Снова ощутить холодящий душу восторг страха? Я прислушался к себе, пытаясь отыскать крепкий контраргумент, но ноги уже вели меня потрескавшимся асфальтом по липовой аллее, уходящей вглубь кладбища. Люди подошли к могиле, и представитель прокуратуры что-то сказал Копылову. Инженер кивнул стоящим недалеко Юрке с Червоном.

– Начинайте.

Могильщики убрали с холма венки с еще зеленой хвоей и не успевшими полинять бордовыми лентами, раскачав, вытащили деревянный крест. Молодая красивая женщина в черном, – видимо, вдова, – громко заплакала, и армянские мужчины, строго контролирующие свою скорбь, увели ее в сторону. Все остальные стояли притихшие и, как мне показалось, даже несколько настороженные, поглядывая на могилу мутно и с испугом. Озлобленно зашуршала под лопатами копачей уже успевшая засохнуть земля. «Удивительно, – подумал я, – сколько захоронений видели все здесь собравшиеся, так почему мы так взволнованы сейчас, когда тревожится покой одного из мертвецов? Может, мы надеемся на чудо, и тлен не коснулся этого человека? Или мы допускаем мысль, что Самвела Арутюняна там больше нет? Скорее всего, ни то и ни другое. Тогда почему с таким кощунственным любопытством мы вглядываемся в чужой гроб или могилу, созерцая смерть, вернее, ее результат? Наверное, люди хотят знать, что будет с ними, когда последний вздох растает уже за гранью этого мира. Бессмысленно задавать вопросы, на которые нет ответа», – вздохнул я и по тропинке побрел к мастерским.

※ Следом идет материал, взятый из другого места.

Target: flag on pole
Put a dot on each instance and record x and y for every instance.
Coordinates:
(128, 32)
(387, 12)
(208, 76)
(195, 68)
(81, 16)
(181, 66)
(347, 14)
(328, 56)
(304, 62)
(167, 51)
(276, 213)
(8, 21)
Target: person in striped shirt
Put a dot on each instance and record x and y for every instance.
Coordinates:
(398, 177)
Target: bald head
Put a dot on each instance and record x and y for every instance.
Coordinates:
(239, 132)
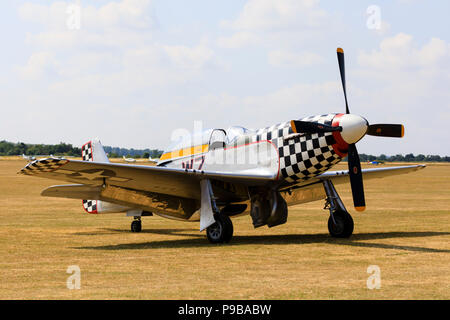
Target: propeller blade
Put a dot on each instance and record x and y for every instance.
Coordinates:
(356, 181)
(386, 130)
(341, 62)
(312, 127)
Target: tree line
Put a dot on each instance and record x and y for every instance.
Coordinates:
(64, 149)
(410, 157)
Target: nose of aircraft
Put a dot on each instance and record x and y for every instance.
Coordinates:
(354, 127)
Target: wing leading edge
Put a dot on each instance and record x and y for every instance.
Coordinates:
(171, 181)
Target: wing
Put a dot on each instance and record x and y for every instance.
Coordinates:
(312, 189)
(170, 181)
(342, 176)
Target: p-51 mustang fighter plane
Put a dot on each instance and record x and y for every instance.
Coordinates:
(232, 172)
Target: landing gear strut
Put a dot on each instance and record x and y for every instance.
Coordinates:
(221, 231)
(340, 222)
(136, 225)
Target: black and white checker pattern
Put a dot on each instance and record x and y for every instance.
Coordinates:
(86, 152)
(305, 156)
(90, 206)
(45, 165)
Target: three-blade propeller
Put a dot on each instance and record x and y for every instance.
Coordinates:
(354, 164)
(352, 128)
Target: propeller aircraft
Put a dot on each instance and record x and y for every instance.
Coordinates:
(229, 173)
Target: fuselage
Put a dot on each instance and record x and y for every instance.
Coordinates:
(300, 156)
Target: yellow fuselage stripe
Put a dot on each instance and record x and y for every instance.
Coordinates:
(190, 151)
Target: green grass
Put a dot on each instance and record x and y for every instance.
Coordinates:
(405, 231)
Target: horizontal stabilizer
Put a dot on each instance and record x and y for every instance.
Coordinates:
(73, 191)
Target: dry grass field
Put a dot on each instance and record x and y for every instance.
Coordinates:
(405, 231)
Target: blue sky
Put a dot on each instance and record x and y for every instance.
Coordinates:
(135, 71)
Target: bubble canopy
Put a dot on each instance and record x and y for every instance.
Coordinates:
(204, 137)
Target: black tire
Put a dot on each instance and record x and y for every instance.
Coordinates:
(343, 227)
(221, 231)
(136, 226)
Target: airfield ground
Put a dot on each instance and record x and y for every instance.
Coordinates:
(405, 231)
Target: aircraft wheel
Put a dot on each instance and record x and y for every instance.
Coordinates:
(343, 227)
(221, 231)
(136, 226)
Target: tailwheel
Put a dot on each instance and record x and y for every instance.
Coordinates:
(221, 231)
(341, 226)
(136, 225)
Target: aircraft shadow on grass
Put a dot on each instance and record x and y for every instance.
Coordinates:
(197, 240)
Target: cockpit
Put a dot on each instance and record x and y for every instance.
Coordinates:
(213, 138)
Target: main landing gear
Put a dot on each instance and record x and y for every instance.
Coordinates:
(340, 222)
(221, 231)
(136, 225)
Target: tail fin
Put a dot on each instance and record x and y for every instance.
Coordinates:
(93, 151)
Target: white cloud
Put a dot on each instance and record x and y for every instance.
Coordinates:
(269, 21)
(286, 58)
(277, 14)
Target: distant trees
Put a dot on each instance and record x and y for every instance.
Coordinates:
(64, 149)
(10, 149)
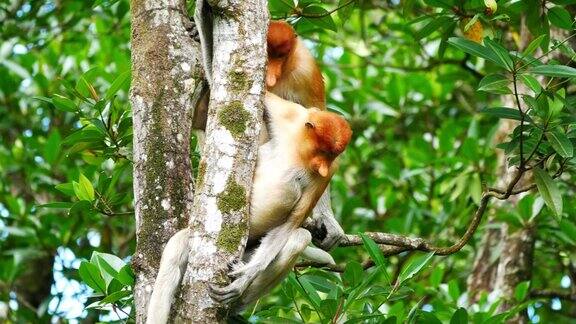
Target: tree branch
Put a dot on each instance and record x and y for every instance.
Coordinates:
(393, 244)
(548, 293)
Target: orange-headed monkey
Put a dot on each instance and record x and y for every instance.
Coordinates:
(292, 172)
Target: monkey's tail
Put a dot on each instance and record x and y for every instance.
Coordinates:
(172, 267)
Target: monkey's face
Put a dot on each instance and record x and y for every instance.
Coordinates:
(329, 134)
(281, 39)
(274, 71)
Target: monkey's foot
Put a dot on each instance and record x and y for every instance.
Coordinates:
(230, 293)
(192, 30)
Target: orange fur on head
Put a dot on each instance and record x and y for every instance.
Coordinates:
(281, 40)
(330, 134)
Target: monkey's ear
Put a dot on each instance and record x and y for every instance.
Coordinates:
(324, 169)
(270, 80)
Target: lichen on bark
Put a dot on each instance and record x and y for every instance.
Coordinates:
(231, 236)
(234, 118)
(233, 197)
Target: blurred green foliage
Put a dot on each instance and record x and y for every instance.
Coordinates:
(424, 85)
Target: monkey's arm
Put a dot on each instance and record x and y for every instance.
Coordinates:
(325, 229)
(172, 267)
(269, 249)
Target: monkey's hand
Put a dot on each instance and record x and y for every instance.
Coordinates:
(244, 274)
(192, 30)
(326, 232)
(234, 290)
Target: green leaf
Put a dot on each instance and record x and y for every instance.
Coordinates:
(460, 316)
(560, 71)
(549, 191)
(501, 53)
(428, 318)
(446, 4)
(476, 49)
(90, 274)
(52, 147)
(376, 254)
(353, 274)
(116, 296)
(346, 8)
(531, 82)
(83, 135)
(63, 103)
(281, 6)
(373, 249)
(57, 205)
(83, 188)
(505, 113)
(454, 290)
(560, 17)
(126, 276)
(495, 83)
(560, 143)
(436, 276)
(435, 24)
(521, 291)
(534, 44)
(122, 80)
(66, 188)
(320, 17)
(86, 89)
(414, 266)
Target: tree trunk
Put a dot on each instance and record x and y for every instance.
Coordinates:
(166, 81)
(221, 205)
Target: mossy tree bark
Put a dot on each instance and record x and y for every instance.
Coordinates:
(221, 204)
(166, 79)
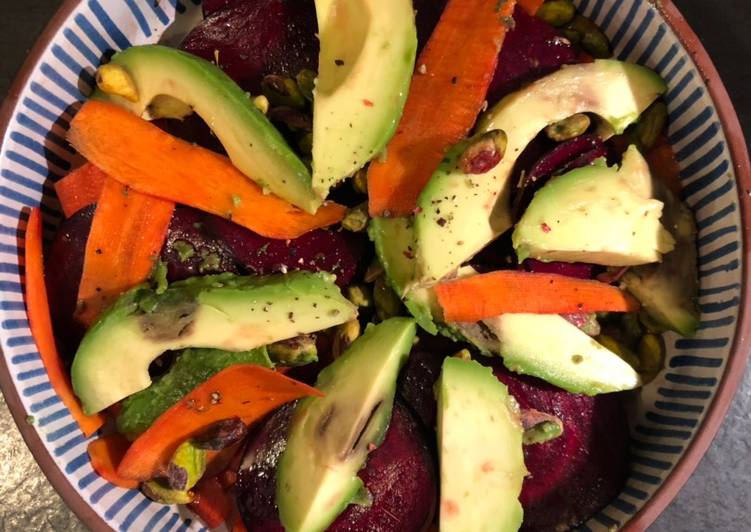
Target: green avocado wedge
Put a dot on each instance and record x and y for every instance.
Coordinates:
(330, 437)
(475, 209)
(228, 312)
(178, 83)
(480, 447)
(597, 214)
(365, 67)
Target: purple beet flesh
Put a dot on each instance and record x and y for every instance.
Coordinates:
(252, 39)
(321, 250)
(578, 473)
(531, 49)
(400, 475)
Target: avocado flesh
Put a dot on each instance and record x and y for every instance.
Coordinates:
(330, 437)
(228, 312)
(191, 368)
(394, 241)
(668, 291)
(253, 145)
(475, 209)
(480, 447)
(595, 214)
(550, 348)
(366, 61)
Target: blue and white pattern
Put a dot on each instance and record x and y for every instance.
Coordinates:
(34, 154)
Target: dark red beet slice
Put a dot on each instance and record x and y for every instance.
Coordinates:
(579, 270)
(190, 250)
(321, 250)
(532, 49)
(64, 264)
(400, 475)
(580, 472)
(256, 38)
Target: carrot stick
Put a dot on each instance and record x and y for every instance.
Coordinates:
(147, 159)
(127, 233)
(447, 92)
(507, 291)
(530, 6)
(80, 188)
(40, 323)
(105, 454)
(247, 391)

– Василий, ты почему ушел? – Калошин о край стола открыл бутылку пива и с жадностью припал к ее горлышку. – Страшно стало? А представь, каково мне было ночью на новосибирском кладбище? – он присел на табуретку.

– Глупо бояться того, кто уже не сможет причинить тебе зла, – ответил я.

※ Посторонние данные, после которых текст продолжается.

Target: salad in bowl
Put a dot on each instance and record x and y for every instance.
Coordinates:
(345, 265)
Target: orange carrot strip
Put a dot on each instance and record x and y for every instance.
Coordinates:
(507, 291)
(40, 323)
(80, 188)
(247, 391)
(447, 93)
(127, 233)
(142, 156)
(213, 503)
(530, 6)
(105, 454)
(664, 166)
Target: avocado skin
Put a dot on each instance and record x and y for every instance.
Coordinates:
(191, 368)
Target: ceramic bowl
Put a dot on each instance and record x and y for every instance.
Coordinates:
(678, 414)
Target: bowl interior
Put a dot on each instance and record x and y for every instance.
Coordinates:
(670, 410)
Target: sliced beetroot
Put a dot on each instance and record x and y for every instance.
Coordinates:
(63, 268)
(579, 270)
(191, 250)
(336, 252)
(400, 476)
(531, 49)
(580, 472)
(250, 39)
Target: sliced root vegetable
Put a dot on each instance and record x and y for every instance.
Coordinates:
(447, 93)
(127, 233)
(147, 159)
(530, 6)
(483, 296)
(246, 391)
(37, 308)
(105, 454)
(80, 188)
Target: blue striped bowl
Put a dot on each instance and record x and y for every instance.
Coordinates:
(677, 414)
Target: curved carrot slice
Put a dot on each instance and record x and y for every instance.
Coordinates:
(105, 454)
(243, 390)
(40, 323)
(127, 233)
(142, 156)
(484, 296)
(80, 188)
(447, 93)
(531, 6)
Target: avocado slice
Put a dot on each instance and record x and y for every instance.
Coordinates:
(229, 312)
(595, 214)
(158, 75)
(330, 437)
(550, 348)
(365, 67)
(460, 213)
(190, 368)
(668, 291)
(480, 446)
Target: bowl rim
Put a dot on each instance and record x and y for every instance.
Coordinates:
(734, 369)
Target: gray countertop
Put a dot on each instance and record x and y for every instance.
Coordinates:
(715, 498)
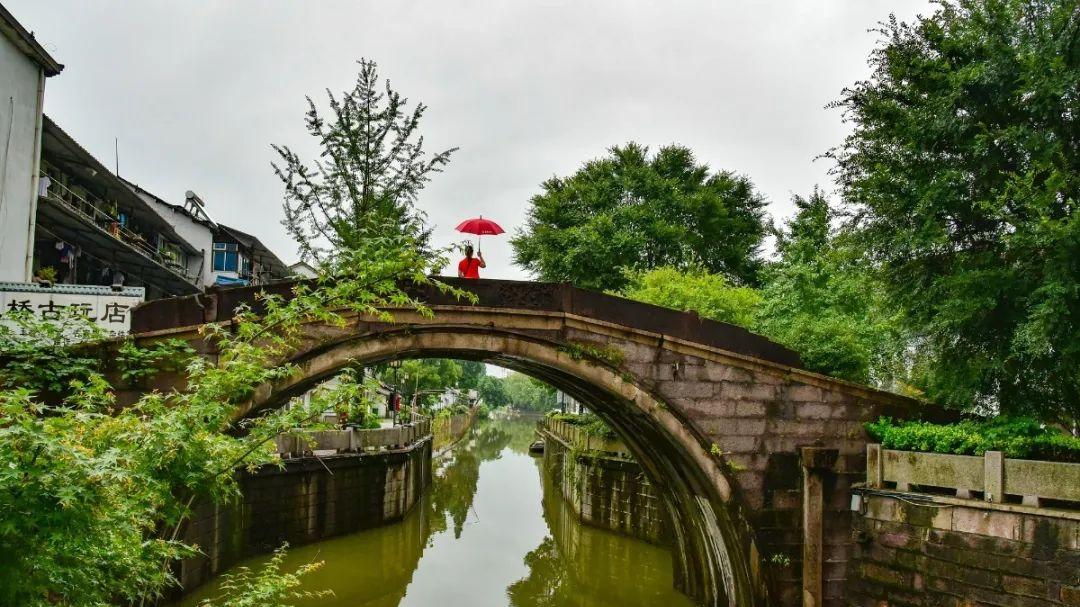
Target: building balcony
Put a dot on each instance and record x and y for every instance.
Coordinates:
(76, 216)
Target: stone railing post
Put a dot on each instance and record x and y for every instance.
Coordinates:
(874, 467)
(994, 476)
(817, 461)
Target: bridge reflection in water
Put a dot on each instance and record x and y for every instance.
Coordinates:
(491, 531)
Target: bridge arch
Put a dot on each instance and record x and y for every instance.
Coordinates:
(678, 389)
(714, 553)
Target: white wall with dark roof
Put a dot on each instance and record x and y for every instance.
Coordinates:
(19, 119)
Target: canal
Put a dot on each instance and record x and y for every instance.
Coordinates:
(490, 531)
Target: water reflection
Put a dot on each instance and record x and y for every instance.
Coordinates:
(487, 534)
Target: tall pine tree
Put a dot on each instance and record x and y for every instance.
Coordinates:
(366, 179)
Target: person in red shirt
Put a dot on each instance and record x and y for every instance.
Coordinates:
(469, 268)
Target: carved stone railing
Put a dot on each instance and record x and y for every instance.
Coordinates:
(993, 475)
(577, 437)
(306, 442)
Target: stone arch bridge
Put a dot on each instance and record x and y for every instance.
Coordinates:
(752, 454)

– Беспримерная смелость, – ухмыльнулся скульптор и кистью руки обвел периметр комнаты. – Здесь. А ты попробуй сходить туда в полночь, – он ткнул бутылкой в окно, за которым маячили кресты. – Знавал я одного такого смельчака, царствие ему небесное, – Виталий спешно, декорируя до неузнаваемости крестное знамение, потыкал себя сложенными в щепоть пальцами. – Боитесь вы все ночного кладбища, а мне после Новосибирска уже ничего не страшно.

– Да ладно, успокойся – не для меня, наверное, такое зрелище. – Я приготовил к надписи очередную ленту и распрямил ее на столе. – Ну, что там было?

– А было там очень интересно, – оживился Калошин. – Не армян там вовсе лежал.

– А кто же – узбек?

– Возможно, – хмыкнул ваятель. – Когда они вляпались на своей машине в КамАЗ, – а дело было в другом городе, – то всё, что осталось от тел, сразу отвезли в морг и эти фрагменты сложили в гробы. Уж не знаю, кто из родни был на опознании и в каком состоянии, но останки Самвела в цинковом гробу отправили во Владик, где жил другой погибший, а лже-Самвела похоронили у нас – родственники, видимо, по этическим или религиозным причинам не стали открывать гроб, – Калошин вытер пот со лба. – Понимаешь?

– Перепутали? – дошло, наконец, до меня.

– Ну конечно! – рассказчик обрадовался столь быстрой моей сообразительности.

– А как же во Владивостоке узнали, что там не их …э… покойник?

– Во Владик «груз 200» прибыл только позавчера, и дома родня, словно что-то почувствовав, решила гроб открыть, – Виталий развел руками. – А на нашем кладбище, как ты знаешь, похороны дальневосточного покойника уже состоялись. Вот и закрутилась канитель, – он поставил под стол пустую пивную бутылку.

– И что же теперь?

– Как что? Поменяются, естественно.

– За чей счет? – не унимался я.

– За твой, – вспылил вдруг ваятель. – За свой, конечно.

Он, кряхтя, поднялся со стула и шаркающей походкой усталого человека пошел к двери. Пить каждый день – невероятно трудное и утомительное занятие.

IX

На отшлифованной гранитной плите специальным резцом я выбивал портрет пожилой женщины. Я был знаком с покойной – семья Валентины Тимофеевны, именно так звали умершую, жила недалеко от меня. Со дня ее смерти минуло уже много лет, но только теперь внуки решили увековечить облик бабушки в камне. Длинная жизнь предполагает долгую память – то, что не смогли или не захотели сделать дети женщины, сделали ее внуки. Родственная любовь через поколение, ¬– особенно, если вы не живете под одной крышей, – порой, становится значительно сильнее прямой. Родители всю свою жизнь, в любом возрасте, настойчиво предлагают воспользоваться плодами их поражений, а после смерти укоризненно смотрят на нас с обелисков.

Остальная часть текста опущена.